Como um conto fotográfico, a mostra revela 43 obras que celebram a força do espírito humano e alertam para um iminente colapso do planeta

A CAIXA Cultural Salvador apresenta, de 27 de agosto a 25 de outubro, a exposição “O Amanhã Não Existe”, do fotógrafo francês Denis Rouvre, um dos mais reconhecidos retratistas contemporâneos, que já soma, em seu portfólio, seis prêmios internacionais, nove livros e 35 mostras individuais. Nesse seu mais recente trabalho, o artista propõe uma reflexão sobre os desafios ambientais, as desigualdades sociais e a extraordinária capacidade humana de reinvenção diante das adversidades. Com acesso gratuito, patrocínio da CAIXA e apoio institucional da Embaixada da França no Brasil, a exposição pode ser visitada de terça a domingo, das 9h às 18h.

A ideia da mostra é que ela seja contemplada como um grande conto fotográfico que transita entre realidade e ficção, ao fazer o espectador imaginar o dia seguinte ao possível colapso da atual sociedade global. Em um cenário pós-apocalíptico, homens e mulheres aparecem nas imagens como sobreviventes de um mundo em ruínas, vestindo figurinos confeccionados a partir de elementos da natureza e resíduos urbanos – metaforicamente, esses vestígios do passado são percebidos como sinais de resistência, liberdade e esperança. Se o amanhã não existe, portanto, é preciso pensar hoje, o quanto antes, em maneiras de evitar a sucumbência do planeta.

As 43 obras, com tamanhos de 80 x 80cm (quadradas) e 125 x 80cm (horizontais), foram organizadas em quatro núcleos narrativos: A Linha que se Dissolve, A Nova Humanidade, O Dia Seguinte e O Divino que se Revela. As seções contêm textos introdutórios e alternam imagens de um futuro imaginado com registros do presente. A aproximação entre esses dois tempos provoca uma indagação sobre o quanto esse cenário distópico já se manifesta na presente realidade e quais escolhas podem ser feitas hoje para transformar o amanhã. É dessa forma que é construída a sequência visual que conduz o visitante pela narrativa do conto fotográfico.

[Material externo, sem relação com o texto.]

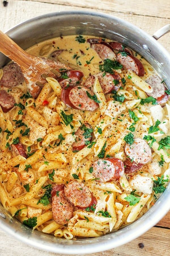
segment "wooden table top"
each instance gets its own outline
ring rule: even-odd
[[[8,4],[5,7],[3,4],[3,0],[0,0],[0,30],[3,32],[34,17],[64,11],[88,11],[107,13],[131,22],[151,35],[159,28],[170,23],[170,1],[168,0],[7,1]],[[170,39],[170,34],[167,34],[159,40],[169,51]],[[160,254],[169,256],[169,241],[170,212],[156,225],[133,241],[115,249],[93,255],[140,256],[146,254],[147,256]],[[140,243],[144,244],[143,248],[139,247]],[[60,255],[47,253],[25,245],[7,234],[1,230],[0,227],[0,255],[57,256]]]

“A mostra celebra a força do espírito humano, a coragem de lutar contra as adversidades e a beleza que emerge das histórias de resiliência. Cada pessoa retratada é uma guerreira – um símbolo de força e adaptabilidade, capaz de superar desafios, renascer e encontrar harmonia mesmo em meio a situações desfavoráveis”, explica Denis Rouvre. Para Bruno Ko, que assina a curadoria ao lado do próprio artista, a exposição se destaca justamente pela forma como Rouvre coloca as pessoas no centro da narrativa. “O Amanhã não Existe é sobre pessoas. Quais ações podemos fazer no presente para melhorar nossas relações e o impacto que deixamos no mundo?”, pondera ele.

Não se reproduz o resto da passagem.